Two Views on the Use of Psychological Testing in Child Custody Evaluations
Robert A. Simon, Ph.D. and Daniel B. Pickar, Ph.D.
Robert A. Simon, Ph.D. is an internationally recognized leader in forensic psychology consulting in the area of child custody disputes and family law. Dr. Simon provides work product review, expert witness services and litigation support services to attorneys throughout the country on child custody matters. He trains judges, mental health professionals and attorneys on various forensic topics nationally and internationally. He is the co-author of the recently released book entitled "Forensic Psychology Consulting in Child Custody Litigation: A Handbook for Work Product Review, Case Preparation, and Expert Testimony" published by the American Bar Association. Dr. Simon is on the Board of Directors of the Association of Family and Conciliation Courts, a member of the Board of Directors of the World Congress on Family Law and Children’s Rights, a member of the Board of Directors of the National Council of Juvenile and Family Court Judges, and a member of the Executive Committee of the California Bar Court. He serves on the editorial board of the Family Court Review. He is licensed in California and Hawaii.

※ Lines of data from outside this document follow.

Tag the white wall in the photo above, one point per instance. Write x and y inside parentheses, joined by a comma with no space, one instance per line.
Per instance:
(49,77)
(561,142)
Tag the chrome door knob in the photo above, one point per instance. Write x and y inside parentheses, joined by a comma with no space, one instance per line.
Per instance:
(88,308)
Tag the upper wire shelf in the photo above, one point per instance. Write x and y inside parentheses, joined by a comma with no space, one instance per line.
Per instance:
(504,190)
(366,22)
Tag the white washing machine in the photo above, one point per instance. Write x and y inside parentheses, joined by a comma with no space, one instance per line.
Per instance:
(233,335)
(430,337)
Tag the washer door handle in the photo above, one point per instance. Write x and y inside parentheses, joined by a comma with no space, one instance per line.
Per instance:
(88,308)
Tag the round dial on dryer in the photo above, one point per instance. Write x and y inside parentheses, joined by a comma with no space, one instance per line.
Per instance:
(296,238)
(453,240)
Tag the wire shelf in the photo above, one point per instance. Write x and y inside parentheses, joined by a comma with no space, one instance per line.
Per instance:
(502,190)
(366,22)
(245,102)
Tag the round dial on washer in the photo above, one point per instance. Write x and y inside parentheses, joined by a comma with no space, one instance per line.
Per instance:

Daniel B. Pickar, PhD, ABPP is board-certified child psychologist who conducts child custody evaluations, mediation, consultation to family law attorneys, and psycho-educational evaluations of children. For 12 years, he served as the Chief of Child and Family Psychiatry at Kaiser Permanente in Santa Rosa, California, as well as served as the Director of Postdoctoral Training in Clinical Psychology for 5 years. He has published numerous journal articles and book chapters in the areas of child custody evaluation, mediation, special needs children in divorce, and served on the editorial board of the Journal of Child Custody for 6 years. He regularly presents workshops at state and national AFCC and AAML conferences and serves on the conference committee of AFCC.

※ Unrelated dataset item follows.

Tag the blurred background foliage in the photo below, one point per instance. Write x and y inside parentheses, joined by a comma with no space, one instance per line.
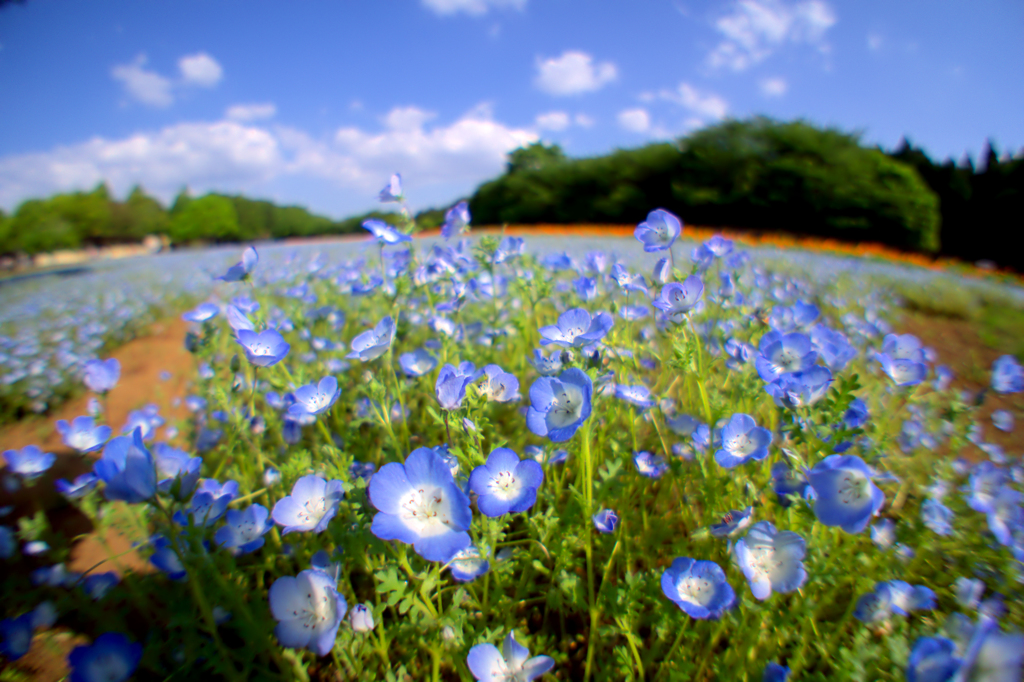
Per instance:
(757,174)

Child Custody Evaluations are forensically informed evaluations of families in which the best interests of children are at issue before the court. When properly done, child custody evaluations employ a multi-method, multi-modal approach to gathering data and making inferences. This approach is essential in forensic work because one of the hallmarks of forensic work is looking for convergence of data of different types from different sources, or, the lack of such convergence. Psychological testing is a data source that is quite frequently used by custody evaluators as a part of their data gathering. For example, Bow and Quinnel,1 found that 91% of evalu-ators use psychological testing as a part of their data gathering practices.2 Quinnel and Bow3 report on which tests are used and how often they are used. Clearly, the use of psychological tests is a common practice in child custody evaluations even though no practice standards or guidelines mandate the use of testing. Further, because it is commonly used, does not mean that they should (or should not) be used so broadly.